The applicants also challenged the reasonableness of the Minister’s decision on administrative law grounds.
The applicants argued that the Minister’s refusal to list Jorveza was unreasonable because it produced a result that was contrary to the object and purpose of the legislation by undermining the interests of the very individuals the statute seeks to protect. Moreover, Avir argued that it had satisfied the economic burden mitigation requirement established by INESSS.
The Attorney General of Québec disagreed, maintaining that it was precisely because this condition had not been met that the Minister declined to add Jorveza to the List.
The Court found that the prescribed decision‑making process, including the steps involving pCPA, had been followed meticulously.
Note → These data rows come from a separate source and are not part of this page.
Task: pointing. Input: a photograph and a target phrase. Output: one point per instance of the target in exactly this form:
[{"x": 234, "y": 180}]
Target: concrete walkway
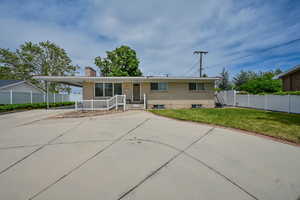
[{"x": 137, "y": 155}]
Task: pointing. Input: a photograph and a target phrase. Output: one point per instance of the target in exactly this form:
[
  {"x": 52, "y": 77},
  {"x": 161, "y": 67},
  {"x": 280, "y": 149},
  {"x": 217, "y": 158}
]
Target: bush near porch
[
  {"x": 29, "y": 106},
  {"x": 276, "y": 124}
]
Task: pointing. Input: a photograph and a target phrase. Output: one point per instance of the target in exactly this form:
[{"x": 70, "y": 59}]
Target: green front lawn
[{"x": 280, "y": 125}]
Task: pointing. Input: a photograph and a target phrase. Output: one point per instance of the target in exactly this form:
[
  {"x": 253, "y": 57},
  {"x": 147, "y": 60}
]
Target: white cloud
[{"x": 164, "y": 33}]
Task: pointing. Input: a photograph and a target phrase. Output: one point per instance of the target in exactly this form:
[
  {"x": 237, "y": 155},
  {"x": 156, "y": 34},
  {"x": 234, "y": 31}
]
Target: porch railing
[{"x": 103, "y": 104}]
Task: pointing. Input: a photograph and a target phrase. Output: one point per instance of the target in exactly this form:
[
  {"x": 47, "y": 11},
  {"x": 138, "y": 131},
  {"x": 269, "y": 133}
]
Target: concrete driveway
[{"x": 137, "y": 155}]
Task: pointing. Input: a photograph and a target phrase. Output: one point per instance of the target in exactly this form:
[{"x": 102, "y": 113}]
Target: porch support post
[
  {"x": 144, "y": 101},
  {"x": 124, "y": 103},
  {"x": 10, "y": 96},
  {"x": 31, "y": 97},
  {"x": 116, "y": 102},
  {"x": 47, "y": 94}
]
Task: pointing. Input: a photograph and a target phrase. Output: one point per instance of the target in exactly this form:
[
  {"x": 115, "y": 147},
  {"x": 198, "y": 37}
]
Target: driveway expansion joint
[
  {"x": 164, "y": 165},
  {"x": 90, "y": 158},
  {"x": 41, "y": 147}
]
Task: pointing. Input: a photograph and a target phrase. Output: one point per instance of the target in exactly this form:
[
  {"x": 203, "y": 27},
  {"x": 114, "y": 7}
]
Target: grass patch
[
  {"x": 29, "y": 106},
  {"x": 280, "y": 125}
]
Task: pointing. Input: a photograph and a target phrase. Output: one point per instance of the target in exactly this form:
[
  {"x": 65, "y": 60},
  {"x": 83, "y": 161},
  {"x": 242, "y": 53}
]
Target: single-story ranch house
[
  {"x": 290, "y": 79},
  {"x": 158, "y": 92}
]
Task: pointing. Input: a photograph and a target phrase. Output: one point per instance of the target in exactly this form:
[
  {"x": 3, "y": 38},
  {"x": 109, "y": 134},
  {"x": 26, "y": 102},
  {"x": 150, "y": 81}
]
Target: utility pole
[{"x": 201, "y": 54}]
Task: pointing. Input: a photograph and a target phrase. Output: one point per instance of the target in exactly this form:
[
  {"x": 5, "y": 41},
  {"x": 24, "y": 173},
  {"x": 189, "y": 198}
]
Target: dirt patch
[{"x": 78, "y": 114}]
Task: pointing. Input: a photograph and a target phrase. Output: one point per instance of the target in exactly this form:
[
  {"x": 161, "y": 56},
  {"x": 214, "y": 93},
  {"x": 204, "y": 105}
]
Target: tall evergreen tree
[
  {"x": 120, "y": 62},
  {"x": 44, "y": 58}
]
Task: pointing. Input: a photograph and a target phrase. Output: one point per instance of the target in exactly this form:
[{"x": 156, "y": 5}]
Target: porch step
[{"x": 135, "y": 106}]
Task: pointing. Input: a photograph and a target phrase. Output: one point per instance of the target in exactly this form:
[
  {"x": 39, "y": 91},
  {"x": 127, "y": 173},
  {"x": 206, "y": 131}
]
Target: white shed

The applicants failed to demonstrate how the conclusion that the economic burden mitigation requirement remained unsatisfied was flawed, or otherwise unreasonable.
The Court further emphasized that the executive branch enjoys very broad discretion in the management of public funds, an area into which courts should not intrude. The existing framework, designed to ensure reasonable and equitable—but not unlimited—access to medications for the population of Québec, does not guarantee that every request to add a drug to the List will succeed.
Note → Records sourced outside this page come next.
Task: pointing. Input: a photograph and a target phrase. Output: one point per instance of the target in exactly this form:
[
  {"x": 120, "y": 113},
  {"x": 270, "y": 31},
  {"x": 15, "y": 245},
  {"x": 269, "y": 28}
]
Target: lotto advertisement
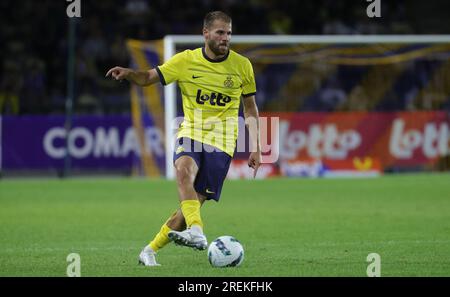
[{"x": 293, "y": 144}]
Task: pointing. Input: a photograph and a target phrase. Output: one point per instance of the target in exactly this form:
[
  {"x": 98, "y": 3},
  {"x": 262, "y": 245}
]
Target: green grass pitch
[{"x": 289, "y": 227}]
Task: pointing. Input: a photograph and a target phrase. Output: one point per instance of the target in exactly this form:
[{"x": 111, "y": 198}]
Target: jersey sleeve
[
  {"x": 248, "y": 83},
  {"x": 170, "y": 71}
]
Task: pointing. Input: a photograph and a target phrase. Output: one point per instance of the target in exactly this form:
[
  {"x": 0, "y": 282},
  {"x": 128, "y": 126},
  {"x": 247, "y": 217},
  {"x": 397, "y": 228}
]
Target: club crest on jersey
[
  {"x": 214, "y": 98},
  {"x": 228, "y": 83}
]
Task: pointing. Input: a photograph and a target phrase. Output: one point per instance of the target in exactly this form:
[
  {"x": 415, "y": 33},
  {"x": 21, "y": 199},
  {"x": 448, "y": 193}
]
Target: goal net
[{"x": 345, "y": 104}]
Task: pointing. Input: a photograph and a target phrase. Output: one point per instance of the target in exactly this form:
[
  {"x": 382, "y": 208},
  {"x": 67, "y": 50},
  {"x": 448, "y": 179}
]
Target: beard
[{"x": 218, "y": 50}]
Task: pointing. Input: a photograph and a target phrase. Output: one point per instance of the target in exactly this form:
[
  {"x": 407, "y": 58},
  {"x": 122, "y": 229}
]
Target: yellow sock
[
  {"x": 161, "y": 239},
  {"x": 191, "y": 212}
]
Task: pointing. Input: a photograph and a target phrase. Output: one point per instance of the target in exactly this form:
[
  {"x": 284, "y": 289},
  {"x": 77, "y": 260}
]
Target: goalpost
[{"x": 171, "y": 42}]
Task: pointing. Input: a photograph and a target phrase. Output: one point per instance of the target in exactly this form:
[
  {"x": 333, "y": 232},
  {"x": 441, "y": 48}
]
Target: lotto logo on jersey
[{"x": 213, "y": 98}]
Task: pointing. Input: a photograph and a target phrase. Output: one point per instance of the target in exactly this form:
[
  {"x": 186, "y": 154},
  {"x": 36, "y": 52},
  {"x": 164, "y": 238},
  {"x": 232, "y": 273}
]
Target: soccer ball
[{"x": 225, "y": 251}]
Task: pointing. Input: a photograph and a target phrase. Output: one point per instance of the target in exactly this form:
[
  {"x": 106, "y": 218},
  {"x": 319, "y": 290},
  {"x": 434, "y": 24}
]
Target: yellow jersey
[{"x": 211, "y": 92}]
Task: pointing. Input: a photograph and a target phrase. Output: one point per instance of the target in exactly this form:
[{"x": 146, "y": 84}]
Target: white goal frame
[{"x": 171, "y": 41}]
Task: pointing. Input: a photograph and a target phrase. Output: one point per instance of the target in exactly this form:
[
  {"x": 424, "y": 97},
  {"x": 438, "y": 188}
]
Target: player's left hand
[{"x": 254, "y": 161}]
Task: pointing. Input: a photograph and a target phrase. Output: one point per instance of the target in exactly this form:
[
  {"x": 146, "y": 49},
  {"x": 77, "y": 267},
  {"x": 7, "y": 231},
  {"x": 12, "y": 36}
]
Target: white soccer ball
[{"x": 225, "y": 251}]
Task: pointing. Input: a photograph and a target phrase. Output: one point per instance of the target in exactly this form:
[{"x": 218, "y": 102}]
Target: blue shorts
[{"x": 213, "y": 165}]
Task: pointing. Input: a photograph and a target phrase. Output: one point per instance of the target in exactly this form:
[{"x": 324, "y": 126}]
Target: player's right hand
[{"x": 118, "y": 73}]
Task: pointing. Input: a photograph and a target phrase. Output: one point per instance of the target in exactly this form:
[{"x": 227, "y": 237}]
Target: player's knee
[{"x": 185, "y": 176}]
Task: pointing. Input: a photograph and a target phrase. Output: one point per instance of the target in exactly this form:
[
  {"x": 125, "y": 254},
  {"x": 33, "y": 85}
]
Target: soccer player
[{"x": 212, "y": 80}]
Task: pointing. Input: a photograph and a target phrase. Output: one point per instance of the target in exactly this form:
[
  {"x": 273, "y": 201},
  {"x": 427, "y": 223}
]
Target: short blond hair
[{"x": 215, "y": 15}]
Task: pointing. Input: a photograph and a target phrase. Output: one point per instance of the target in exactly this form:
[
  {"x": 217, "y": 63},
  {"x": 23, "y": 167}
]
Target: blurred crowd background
[{"x": 33, "y": 34}]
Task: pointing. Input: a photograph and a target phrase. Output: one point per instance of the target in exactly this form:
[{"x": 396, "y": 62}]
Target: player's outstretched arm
[
  {"x": 252, "y": 122},
  {"x": 141, "y": 78}
]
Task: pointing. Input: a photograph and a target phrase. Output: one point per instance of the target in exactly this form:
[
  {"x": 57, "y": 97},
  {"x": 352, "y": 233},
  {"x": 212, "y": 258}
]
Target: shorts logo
[
  {"x": 214, "y": 99},
  {"x": 180, "y": 149},
  {"x": 228, "y": 83}
]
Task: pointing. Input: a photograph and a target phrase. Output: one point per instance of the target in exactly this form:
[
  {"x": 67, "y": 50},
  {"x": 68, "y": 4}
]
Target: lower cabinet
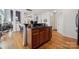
[{"x": 38, "y": 36}]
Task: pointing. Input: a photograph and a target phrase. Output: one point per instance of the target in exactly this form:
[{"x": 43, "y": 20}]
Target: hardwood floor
[{"x": 57, "y": 42}]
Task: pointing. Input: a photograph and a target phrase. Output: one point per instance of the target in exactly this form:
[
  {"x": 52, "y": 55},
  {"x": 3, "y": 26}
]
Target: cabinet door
[
  {"x": 35, "y": 40},
  {"x": 46, "y": 34}
]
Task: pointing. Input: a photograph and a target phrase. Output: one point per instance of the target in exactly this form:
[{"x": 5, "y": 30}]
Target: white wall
[
  {"x": 59, "y": 18},
  {"x": 69, "y": 23},
  {"x": 66, "y": 22}
]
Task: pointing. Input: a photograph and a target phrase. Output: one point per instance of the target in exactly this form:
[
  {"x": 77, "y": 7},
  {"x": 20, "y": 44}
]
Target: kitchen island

The applicants also argued that pCPA’s involvement interfered with the exercise of the Minister’s discretionary authority.
Relying on the principles established by the Court of Appeal in Janssen4, the Court held that the involvement of pCPA was neither an unlawful delegation of power by the Minister nor a relinquishment of power. Acting in the public interest, the Minister is entitled to seek the most favourable bargaining position possible by negotiating jointly with other provinces—which is precisely the purpose of pCPA.
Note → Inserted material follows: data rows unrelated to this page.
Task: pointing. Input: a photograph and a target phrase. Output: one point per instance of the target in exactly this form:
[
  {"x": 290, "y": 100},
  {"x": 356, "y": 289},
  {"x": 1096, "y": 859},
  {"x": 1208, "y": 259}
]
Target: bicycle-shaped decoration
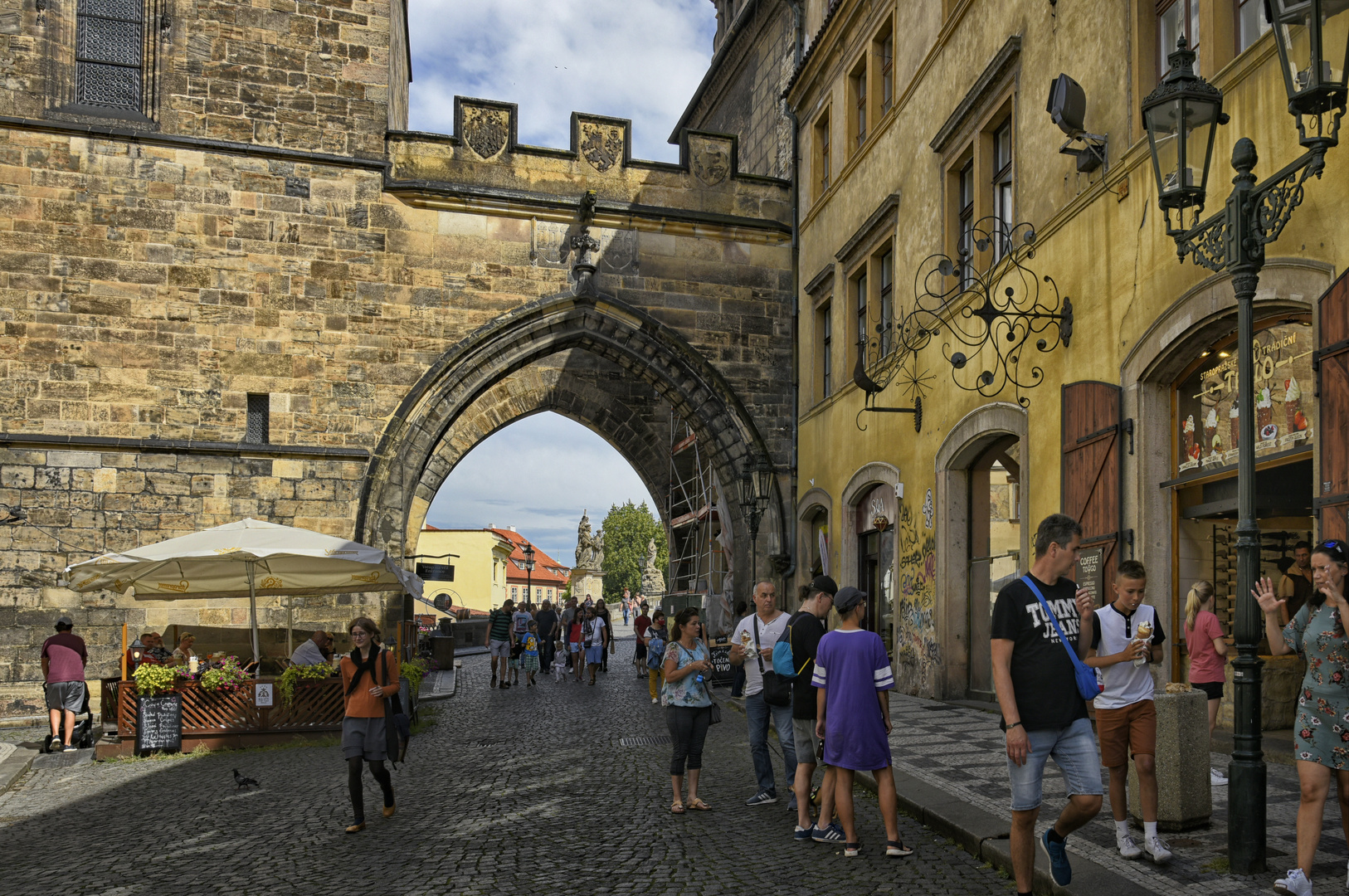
[{"x": 999, "y": 308}]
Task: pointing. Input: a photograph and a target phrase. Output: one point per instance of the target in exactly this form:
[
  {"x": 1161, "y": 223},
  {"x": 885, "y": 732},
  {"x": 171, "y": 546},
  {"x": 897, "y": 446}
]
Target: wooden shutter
[
  {"x": 1332, "y": 363},
  {"x": 1090, "y": 476}
]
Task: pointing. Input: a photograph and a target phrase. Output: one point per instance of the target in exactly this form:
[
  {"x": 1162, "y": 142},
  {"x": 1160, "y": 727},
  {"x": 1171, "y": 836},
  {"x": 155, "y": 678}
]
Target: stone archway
[{"x": 642, "y": 347}]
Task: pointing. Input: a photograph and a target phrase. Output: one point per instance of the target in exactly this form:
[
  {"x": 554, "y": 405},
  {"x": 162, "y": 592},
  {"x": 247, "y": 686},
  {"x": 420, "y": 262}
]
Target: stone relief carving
[
  {"x": 602, "y": 144},
  {"x": 486, "y": 129},
  {"x": 710, "y": 159}
]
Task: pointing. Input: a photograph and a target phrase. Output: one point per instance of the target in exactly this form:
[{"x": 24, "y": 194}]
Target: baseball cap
[{"x": 847, "y": 598}]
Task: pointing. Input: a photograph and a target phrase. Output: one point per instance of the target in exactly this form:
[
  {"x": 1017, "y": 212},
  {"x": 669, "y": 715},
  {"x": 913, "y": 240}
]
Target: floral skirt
[{"x": 1321, "y": 733}]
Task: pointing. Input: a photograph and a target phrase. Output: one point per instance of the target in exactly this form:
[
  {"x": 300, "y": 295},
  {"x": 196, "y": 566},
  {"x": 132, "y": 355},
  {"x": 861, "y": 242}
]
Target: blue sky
[{"x": 637, "y": 60}]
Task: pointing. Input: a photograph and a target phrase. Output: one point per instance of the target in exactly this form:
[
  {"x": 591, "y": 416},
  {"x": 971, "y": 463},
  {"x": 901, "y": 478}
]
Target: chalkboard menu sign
[
  {"x": 721, "y": 650},
  {"x": 1090, "y": 572},
  {"x": 159, "y": 722}
]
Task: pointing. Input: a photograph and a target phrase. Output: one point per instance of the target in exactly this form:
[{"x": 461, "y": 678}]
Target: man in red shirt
[{"x": 64, "y": 659}]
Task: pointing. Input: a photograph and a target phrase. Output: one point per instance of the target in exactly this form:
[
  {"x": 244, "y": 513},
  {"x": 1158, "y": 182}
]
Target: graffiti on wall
[{"x": 916, "y": 650}]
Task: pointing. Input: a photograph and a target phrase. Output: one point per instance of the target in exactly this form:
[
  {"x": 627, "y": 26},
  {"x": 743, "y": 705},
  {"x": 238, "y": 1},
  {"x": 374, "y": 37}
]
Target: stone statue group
[{"x": 590, "y": 549}]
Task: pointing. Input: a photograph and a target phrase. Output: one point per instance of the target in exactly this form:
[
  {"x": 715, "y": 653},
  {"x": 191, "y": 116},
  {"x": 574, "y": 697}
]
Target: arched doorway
[
  {"x": 463, "y": 386},
  {"x": 981, "y": 475}
]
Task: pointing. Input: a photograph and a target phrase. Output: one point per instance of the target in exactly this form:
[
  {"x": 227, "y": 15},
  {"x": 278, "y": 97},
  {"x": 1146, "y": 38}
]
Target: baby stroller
[{"x": 84, "y": 736}]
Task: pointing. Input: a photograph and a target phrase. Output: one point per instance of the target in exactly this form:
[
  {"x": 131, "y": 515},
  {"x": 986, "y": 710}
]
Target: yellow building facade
[
  {"x": 480, "y": 568},
  {"x": 922, "y": 126}
]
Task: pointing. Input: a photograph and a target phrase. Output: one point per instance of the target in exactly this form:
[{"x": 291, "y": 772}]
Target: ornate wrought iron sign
[{"x": 993, "y": 316}]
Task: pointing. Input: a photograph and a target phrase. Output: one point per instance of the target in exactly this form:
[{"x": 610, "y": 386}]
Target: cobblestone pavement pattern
[{"x": 517, "y": 791}]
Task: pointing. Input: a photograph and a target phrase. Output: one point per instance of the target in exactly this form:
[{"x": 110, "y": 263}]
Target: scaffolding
[{"x": 696, "y": 560}]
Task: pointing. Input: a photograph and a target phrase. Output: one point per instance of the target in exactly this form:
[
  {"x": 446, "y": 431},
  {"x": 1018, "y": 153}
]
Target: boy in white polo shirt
[{"x": 1125, "y": 639}]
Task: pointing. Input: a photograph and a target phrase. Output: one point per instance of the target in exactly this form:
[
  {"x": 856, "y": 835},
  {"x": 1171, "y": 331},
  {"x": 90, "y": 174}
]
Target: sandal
[{"x": 898, "y": 849}]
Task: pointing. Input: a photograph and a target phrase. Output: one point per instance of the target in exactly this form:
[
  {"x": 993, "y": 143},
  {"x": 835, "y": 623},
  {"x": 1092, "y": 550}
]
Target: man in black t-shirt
[
  {"x": 1043, "y": 714},
  {"x": 804, "y": 632}
]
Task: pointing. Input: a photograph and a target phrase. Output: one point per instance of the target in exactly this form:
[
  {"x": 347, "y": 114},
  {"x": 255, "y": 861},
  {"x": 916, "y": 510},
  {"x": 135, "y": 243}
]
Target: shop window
[
  {"x": 965, "y": 232},
  {"x": 1002, "y": 187},
  {"x": 822, "y": 154},
  {"x": 825, "y": 327},
  {"x": 1251, "y": 23},
  {"x": 857, "y": 86},
  {"x": 260, "y": 419},
  {"x": 1174, "y": 19},
  {"x": 885, "y": 62},
  {"x": 887, "y": 280}
]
The Court nevertheless emphasized that the present case was somewhat distinctive, in that the Minister’s ultimate decision depended on the outcome of negotiations between the manufacturer and pCPA. However, given the legal framework established by the legislature under the Act respecting prescription drug insurance, the Minister’s authority to establish and update the List may legitimately involve a negotiation process, the outcome of which may or may not be successful.
The framework of the pCPA process effectively requires that manufacturers engage in a joint negotiation with the public plans in order to access public formularies. The Court noted that the Minister will not negotiate a listing agreement with a manufacturer if negotiations with the pCPA have not resulted in a letter of intent.
The Court further held that there was no basis for judicial scrutiny of the internal conduct of the negotiations themselves. Reiterating that the success of negotiations between a manufacturer and the pCPA is by no means guaranteed, the Court concluded that the applicants had failed to demonstrate any illegality in the Minister’s approach or decision‑making process.
Ultimately, the Court rejected all of the grounds raised by the applicants. The government’s decision was reasonable.
This case demonstrates one approach to how courts may approach judicial review of funding decisions. It remains to be seen whether the applicants intend to appeal, and whether this approach will be adopted by other Canadian courts going forward.